A Short Observation on Link Rot and Personal Archives
Link rot — the gradual decay of external references to material that has been moved, removed, or relocated — is a familiar problem for anyone maintaining a long-running corpus of written work. For personal archives the exposure is asymmetric: the archive's own URLs can be made stable through custodial discipline, but the external URLs it cites cannot.
The asymmetry is awkward. An entry in the archive that cites a substantial external work — a paper, a specification, a memorandum — inherits the fragility of the cited resource. If the cited URL disappears, the citation becomes a half-citation: the substance of the reference remains, but the reader's ability to verify it is diminished.
The scale of the problem
Empirical work on the persistence of cited URLs suggests discouraging numbers. A representative study of legal scholarship [1] found that roughly half of the URLs cited in articles published over a decade earlier had become inaccessible. The literature on academic citation more generally reports comparable figures, though with significant variation by domain [2].
For an archive whose explicit purpose is stable citation, the implications are uncomfortable. The archive's own conventions (opaque identifiers, custodial care of URL persistence) address the forward problem: they ensure that the archive's own entries remain findable. They do nothing about the backward problem: the references the archive itself depends on.
Practical responses
Three responses suggest themselves, none of them complete.
Citation through canonical identifiers where available. For published work, citing through DOI or ISBN rather than through a publisher URL gives the citation a chance of resolving even after publisher reorganisations. The cost is small; the benefit is modest but real.
Local snapshotting of cited material. When a citation depends on a URL that is unlikely to remain stable, a local snapshot of the cited content, kept in the archive itself, preserves the substance of the reference. This raises questions of attribution and permission that I will not address here. The convention I follow is to snapshot only public-domain or openly-licensed material, and to record the access date alongside the citation.
Acceptance of partial decay. The third response is to accept that some references will decay and that this is, ultimately, a property of the broader ecosystem rather than a problem the archive itself can fully solve. A reference that has decayed to half-citation is still more useful, in retrospect, than no reference at all.

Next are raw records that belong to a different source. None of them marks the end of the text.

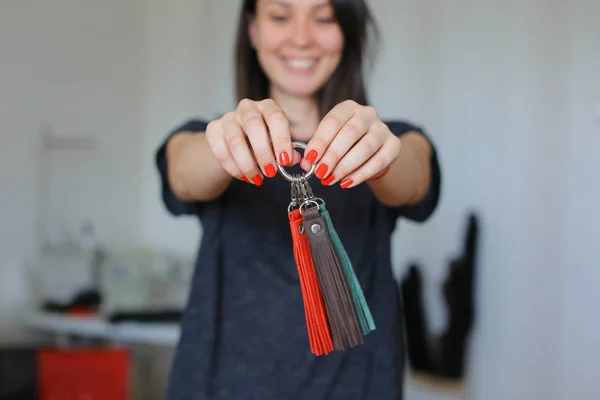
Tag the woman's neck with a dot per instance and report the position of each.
(302, 112)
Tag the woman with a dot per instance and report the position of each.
(299, 67)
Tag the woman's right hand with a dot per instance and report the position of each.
(247, 141)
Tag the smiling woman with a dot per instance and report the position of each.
(244, 331)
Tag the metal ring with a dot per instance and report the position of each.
(307, 203)
(287, 175)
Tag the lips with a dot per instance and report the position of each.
(300, 64)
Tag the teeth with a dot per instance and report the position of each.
(300, 63)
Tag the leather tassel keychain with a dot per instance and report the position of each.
(329, 286)
(365, 318)
(316, 321)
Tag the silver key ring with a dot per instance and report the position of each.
(287, 175)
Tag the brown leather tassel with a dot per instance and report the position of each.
(339, 306)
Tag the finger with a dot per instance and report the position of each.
(279, 130)
(255, 129)
(327, 129)
(296, 158)
(216, 141)
(378, 163)
(240, 150)
(348, 136)
(305, 165)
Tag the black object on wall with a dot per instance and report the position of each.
(444, 355)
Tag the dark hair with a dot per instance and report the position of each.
(347, 81)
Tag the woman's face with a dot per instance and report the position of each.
(298, 42)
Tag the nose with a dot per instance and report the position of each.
(302, 33)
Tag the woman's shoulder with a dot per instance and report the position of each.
(402, 126)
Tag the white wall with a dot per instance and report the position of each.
(506, 91)
(76, 67)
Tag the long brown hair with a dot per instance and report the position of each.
(346, 83)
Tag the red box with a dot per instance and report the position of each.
(84, 374)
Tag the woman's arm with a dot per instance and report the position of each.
(193, 171)
(407, 179)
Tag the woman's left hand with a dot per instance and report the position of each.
(351, 145)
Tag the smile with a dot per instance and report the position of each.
(300, 65)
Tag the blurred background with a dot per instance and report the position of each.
(508, 90)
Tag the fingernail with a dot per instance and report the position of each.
(327, 181)
(257, 180)
(284, 158)
(321, 171)
(346, 182)
(311, 156)
(270, 170)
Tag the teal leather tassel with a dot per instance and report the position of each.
(362, 308)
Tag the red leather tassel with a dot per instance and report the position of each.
(314, 309)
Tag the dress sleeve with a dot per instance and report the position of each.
(173, 204)
(421, 211)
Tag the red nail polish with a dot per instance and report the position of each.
(284, 158)
(346, 182)
(257, 180)
(270, 170)
(311, 156)
(328, 180)
(321, 171)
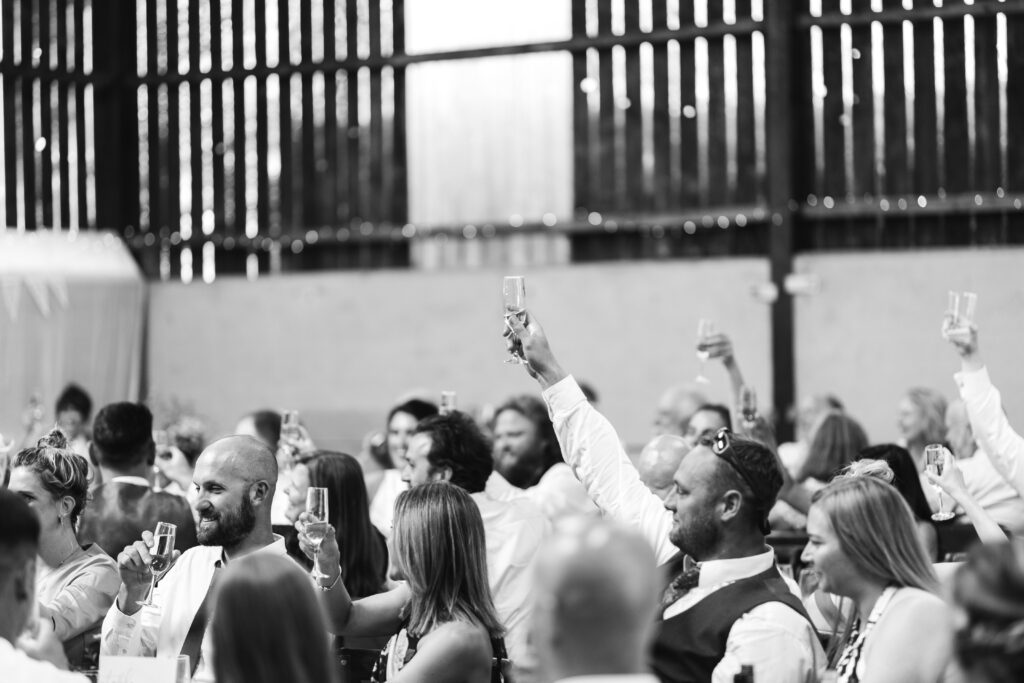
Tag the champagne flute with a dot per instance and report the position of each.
(514, 292)
(935, 462)
(706, 329)
(161, 553)
(315, 528)
(448, 402)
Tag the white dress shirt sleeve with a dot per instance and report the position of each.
(133, 635)
(84, 600)
(779, 644)
(991, 428)
(593, 450)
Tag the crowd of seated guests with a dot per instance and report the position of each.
(529, 549)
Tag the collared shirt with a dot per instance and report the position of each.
(514, 531)
(558, 494)
(780, 643)
(161, 629)
(990, 426)
(19, 668)
(78, 593)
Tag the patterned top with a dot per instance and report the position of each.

The Internet Archive question
The Internet Archive's Wayback Machine is the most prominent external response to link rot, and it deserves comment. For citation recovery it is invaluable; an externally archived snapshot at the time of citation is, in effect, the same response as local snapshotting, at lower personal effort.
For the archive's own records I have nonetheless tended toward local snapshotting where the cited material is short, and toward relying on the Wayback Machine where it is long or where the licence makes redistribution awkward. The choice is operational rather than principled.
References
- Zittrain, J., Albert, K., & Lessig, L. (2014). Perma: Scoping and Addressing the Problem of Link and Reference Rot in Legal Citations. Legal Information Management 14.
- Klein, M., Van de Sompel, H., Sanderson, R., et al. (2014). Scholarly Context Not Found: One in Five Articles Suffers from Reference Rot. PLOS ONE 9(12).
- Bush, V. (1945). As We May Think. The Atlantic Monthly.